Biggest ever penalty
EU regulators ‘misguided’ over €2.4bn Google fine
The penalty was immediately described as “misguided” by one leading economics organisation.
It is the biggest fine the EU has imposed on a single company in a competition case, beating the €1.06bn sanction handed out to US chipmaker Intel in 2009.
The European Commission said Google faces a further penalty if it does not stop favouring its own channel. The company has also been accused of blocking rivals in online search advertising.
Google settled with US regulators in 2013 without a penalty after agreeing to change some of its search practices.
In a statement issued after today’s judgement it said its data showed people preferred links taking them directly to products they want and not to websites where they have to repeat their search.
“We respectfully disagree with the conclusions announced today. We will review the Commission’s decision in detail as we consider an appeal, and we look forward to continuing to make our case.”
An expert from the Adam Smith Institute was critical of the ruling.
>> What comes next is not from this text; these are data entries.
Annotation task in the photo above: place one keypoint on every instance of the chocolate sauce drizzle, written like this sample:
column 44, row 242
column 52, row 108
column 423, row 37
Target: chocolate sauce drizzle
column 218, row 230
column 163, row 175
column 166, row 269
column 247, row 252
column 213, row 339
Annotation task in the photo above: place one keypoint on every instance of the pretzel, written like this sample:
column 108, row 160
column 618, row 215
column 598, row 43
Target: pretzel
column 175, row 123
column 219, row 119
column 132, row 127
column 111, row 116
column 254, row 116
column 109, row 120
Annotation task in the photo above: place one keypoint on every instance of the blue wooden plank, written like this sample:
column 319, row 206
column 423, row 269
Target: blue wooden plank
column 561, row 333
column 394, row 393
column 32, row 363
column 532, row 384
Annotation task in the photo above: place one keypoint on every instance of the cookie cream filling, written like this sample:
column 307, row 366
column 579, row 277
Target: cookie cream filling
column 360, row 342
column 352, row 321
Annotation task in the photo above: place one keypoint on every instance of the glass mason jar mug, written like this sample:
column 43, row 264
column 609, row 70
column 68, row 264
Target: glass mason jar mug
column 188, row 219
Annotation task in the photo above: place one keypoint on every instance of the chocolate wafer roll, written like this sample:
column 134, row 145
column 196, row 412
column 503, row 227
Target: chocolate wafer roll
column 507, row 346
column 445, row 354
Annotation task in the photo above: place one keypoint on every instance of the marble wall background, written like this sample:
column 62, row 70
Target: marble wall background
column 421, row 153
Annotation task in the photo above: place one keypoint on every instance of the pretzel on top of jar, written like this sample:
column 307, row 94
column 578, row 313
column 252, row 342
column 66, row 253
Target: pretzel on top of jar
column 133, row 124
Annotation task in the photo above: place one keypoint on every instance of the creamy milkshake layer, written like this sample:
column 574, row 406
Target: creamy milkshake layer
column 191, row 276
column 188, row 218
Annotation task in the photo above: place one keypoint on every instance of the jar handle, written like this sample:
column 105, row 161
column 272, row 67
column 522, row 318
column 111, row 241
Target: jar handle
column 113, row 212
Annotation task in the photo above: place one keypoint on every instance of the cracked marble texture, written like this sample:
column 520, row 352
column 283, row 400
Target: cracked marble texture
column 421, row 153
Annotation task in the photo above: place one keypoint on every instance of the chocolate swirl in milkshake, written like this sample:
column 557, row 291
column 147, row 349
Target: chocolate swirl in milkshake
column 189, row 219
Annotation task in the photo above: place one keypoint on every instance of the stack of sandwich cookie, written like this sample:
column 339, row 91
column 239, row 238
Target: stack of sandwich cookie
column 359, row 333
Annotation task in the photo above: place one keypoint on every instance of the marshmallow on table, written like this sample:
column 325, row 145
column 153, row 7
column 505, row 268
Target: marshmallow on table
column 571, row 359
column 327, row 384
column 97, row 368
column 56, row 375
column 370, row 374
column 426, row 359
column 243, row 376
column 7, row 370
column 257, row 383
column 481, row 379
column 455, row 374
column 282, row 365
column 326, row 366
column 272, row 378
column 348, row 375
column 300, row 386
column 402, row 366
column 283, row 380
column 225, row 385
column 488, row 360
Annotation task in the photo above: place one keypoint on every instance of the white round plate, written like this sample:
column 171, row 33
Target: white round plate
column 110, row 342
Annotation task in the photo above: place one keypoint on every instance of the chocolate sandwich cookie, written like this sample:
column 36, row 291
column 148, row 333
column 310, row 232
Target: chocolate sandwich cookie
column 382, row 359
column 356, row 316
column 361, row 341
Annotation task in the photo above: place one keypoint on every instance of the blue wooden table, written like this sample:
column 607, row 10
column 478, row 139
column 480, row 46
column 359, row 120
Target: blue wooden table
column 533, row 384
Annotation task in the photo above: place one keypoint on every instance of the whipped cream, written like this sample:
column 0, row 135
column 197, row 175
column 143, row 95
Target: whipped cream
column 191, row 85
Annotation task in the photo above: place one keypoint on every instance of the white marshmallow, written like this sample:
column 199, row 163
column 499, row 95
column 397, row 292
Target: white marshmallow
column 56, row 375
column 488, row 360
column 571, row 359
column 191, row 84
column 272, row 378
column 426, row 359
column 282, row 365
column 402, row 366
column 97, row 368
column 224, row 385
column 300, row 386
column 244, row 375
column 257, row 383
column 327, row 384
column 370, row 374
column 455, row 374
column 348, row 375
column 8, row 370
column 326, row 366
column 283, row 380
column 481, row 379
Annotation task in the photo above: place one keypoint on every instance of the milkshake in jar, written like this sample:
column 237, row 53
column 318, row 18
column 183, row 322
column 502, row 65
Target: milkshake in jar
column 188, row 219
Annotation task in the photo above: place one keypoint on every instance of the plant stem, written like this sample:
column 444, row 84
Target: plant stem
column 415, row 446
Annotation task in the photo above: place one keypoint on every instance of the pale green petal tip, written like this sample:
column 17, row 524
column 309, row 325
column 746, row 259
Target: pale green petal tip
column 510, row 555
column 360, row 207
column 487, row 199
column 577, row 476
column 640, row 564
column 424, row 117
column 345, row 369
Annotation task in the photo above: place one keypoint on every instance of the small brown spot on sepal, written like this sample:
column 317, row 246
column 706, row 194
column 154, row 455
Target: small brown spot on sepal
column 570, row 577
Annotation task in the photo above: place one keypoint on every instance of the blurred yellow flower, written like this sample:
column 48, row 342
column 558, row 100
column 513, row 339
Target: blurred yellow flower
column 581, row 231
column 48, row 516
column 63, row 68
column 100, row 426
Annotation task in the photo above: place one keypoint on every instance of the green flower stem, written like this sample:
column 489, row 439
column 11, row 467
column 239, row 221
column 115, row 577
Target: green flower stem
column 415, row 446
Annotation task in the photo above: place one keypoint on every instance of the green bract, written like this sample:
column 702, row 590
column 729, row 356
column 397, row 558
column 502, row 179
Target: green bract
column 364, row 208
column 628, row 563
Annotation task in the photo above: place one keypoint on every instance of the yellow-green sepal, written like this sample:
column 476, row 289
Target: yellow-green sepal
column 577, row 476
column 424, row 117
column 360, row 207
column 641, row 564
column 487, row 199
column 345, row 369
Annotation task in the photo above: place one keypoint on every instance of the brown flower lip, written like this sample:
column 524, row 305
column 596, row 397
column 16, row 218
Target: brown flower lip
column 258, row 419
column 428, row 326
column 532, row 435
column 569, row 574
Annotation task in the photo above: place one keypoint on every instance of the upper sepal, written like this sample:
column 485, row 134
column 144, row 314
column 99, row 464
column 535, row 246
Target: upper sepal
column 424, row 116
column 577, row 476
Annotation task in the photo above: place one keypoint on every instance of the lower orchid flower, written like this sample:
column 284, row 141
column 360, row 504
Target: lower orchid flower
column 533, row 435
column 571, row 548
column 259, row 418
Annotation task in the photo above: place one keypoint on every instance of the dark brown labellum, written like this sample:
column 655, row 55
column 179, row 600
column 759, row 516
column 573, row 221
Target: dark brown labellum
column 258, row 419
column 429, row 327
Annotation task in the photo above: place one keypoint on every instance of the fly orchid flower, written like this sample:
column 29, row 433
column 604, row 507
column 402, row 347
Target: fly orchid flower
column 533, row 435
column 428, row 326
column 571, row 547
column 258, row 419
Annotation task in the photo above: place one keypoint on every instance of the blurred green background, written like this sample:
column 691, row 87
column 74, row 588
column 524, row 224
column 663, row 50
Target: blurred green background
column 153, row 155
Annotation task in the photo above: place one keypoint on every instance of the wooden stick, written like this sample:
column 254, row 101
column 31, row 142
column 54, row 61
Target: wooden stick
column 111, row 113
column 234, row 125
Sam Bowman, executive director said: “In fining Google this morning for giving prominence to its Google Shopping service European Regulators made the same mistake that regulators did in the 1990s when Microsoft was fined for bundling Internet Explorer with Windows products.
“The basic error is to assume companies like Google and Microsoft are akin to ‘Natural Monopolies.’
“If a user experience is made worse by Google Shopping being prioritised then users will have the option of moving to a search engine like Bing – not to mention there would be an incentive for large existing rivals like Facebook to create their own rival platform.
“If people can switch between platforms it doesn’t matter much if, within a platform, there isn’t that much competition.
“The core issue here is whether we need to force competition within software platforms if competition exists between them.
“Just as use of Windows declined steadily as users moved to other operating systems so Google users have plenty of alternatives they can switch to if bundling worsens the platform’s quality enough.
“Bundling has benefits as well as costs, because it pays for the free things Google does, and trying to stamp it out will end up hurting users in a misguided quest to help them.”